Will Roberts (born 1977) is a contemporary British painter. He lives and works in the UK.
Will Roberts’ paintings are highly narrative, layering references to historical methodology of painting and contemporary culture. Roberts is interested in craftsmanship, the amateur, memory and the expression of our personalities through the display of domestic art objects that we have in our homes. Making the real artificial and the artificial real, Roberts reimagines these wall hung treasures as theatre props to objectify and to portray nostalgic value.
Rendering his paintings without using any direct source material, the paintings are not copies. Roberts calls them ‘False Objects’. The paintings occupy a parallel space, replicas of an original that has never existed. They act as vessels to hold the varying ways that he manipulates paint and its form. The materiality of the painting’s textured surface draws the viewer into the pursuit of craftsmanship, and the demands on time and attention and why that matters.
Roberts talks of a knowingness of an endless series of paintings that has provided him with a foreseeable longevity to his practice. A retelling of the stories of objects, objects we all might own. Depicting that object through paint also allows the paint/painting to depict its own form and thus its own history.

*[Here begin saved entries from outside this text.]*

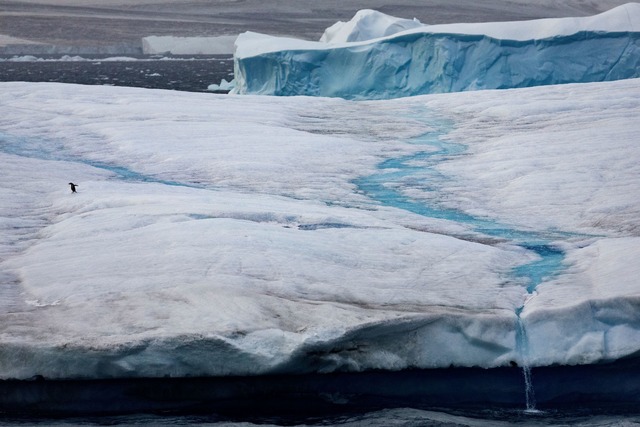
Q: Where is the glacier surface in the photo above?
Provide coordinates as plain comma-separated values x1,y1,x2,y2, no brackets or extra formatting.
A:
1,78,639,380
233,4,640,99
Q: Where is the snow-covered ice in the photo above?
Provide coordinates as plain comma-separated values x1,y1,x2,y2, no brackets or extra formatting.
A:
1,76,639,379
319,9,423,43
233,4,640,99
207,78,235,92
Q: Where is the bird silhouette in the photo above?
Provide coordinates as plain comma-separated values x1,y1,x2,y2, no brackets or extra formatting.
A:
68,182,78,193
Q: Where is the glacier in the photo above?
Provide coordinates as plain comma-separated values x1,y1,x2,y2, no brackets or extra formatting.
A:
233,4,640,99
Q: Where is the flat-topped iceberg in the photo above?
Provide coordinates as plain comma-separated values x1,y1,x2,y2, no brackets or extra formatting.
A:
1,78,640,381
233,4,640,99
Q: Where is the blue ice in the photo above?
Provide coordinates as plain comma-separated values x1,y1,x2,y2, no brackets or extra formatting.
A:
235,31,640,99
355,117,569,294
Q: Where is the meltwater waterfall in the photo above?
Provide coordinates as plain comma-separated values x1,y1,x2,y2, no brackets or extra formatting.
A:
516,307,537,412
355,111,573,412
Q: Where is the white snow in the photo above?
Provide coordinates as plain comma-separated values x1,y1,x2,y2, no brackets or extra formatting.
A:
320,9,422,43
1,78,639,379
523,237,640,365
402,2,640,41
208,78,235,91
233,4,640,98
416,81,640,365
420,81,640,235
239,4,640,55
318,3,640,45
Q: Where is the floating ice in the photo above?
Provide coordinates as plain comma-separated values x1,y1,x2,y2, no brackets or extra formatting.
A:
319,9,423,43
0,78,639,380
208,78,235,91
233,4,640,99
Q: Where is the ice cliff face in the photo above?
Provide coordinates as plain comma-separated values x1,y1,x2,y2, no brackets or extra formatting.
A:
233,4,640,99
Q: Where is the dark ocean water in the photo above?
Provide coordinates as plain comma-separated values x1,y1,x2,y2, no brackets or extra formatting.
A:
2,359,640,426
0,55,234,93
1,57,640,426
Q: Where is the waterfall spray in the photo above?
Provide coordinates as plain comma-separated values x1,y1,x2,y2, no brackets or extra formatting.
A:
516,307,538,412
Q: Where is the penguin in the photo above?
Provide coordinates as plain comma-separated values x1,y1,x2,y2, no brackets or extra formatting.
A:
68,182,78,193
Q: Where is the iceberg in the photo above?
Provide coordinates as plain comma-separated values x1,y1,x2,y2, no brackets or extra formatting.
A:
207,78,235,92
319,9,423,43
1,78,640,383
233,4,640,99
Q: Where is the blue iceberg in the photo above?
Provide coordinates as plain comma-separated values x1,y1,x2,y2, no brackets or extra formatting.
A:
233,4,640,99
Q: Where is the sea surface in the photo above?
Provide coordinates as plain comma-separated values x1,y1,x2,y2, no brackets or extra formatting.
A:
1,411,639,427
0,55,234,93
2,406,640,427
1,57,640,427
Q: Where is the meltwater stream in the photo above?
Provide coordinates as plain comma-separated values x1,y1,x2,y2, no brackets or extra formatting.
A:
355,116,567,290
355,113,569,412
0,132,201,189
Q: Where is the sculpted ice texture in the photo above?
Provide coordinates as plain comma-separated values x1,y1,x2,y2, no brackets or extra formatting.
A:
233,4,640,99
1,76,639,379
1,0,639,384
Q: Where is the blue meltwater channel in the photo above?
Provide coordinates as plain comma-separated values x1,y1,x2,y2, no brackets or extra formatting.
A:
0,132,200,189
354,113,569,412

Slowing down the instantaneous application of paint to an almost sculpted aesthetic, Roberts explores our desires to own, make, collect or inherit wall-based objects and how their materiality gives these objects their intrinsic value. The desire to look but don’t touch is evident in the gallery context running adjacent or at odds against the domestic references of the objects. Roberts resituates the viewer’s gaze as voyeuristic and self-conscious yet also inviting us to reevaluate the seemingly undervalued.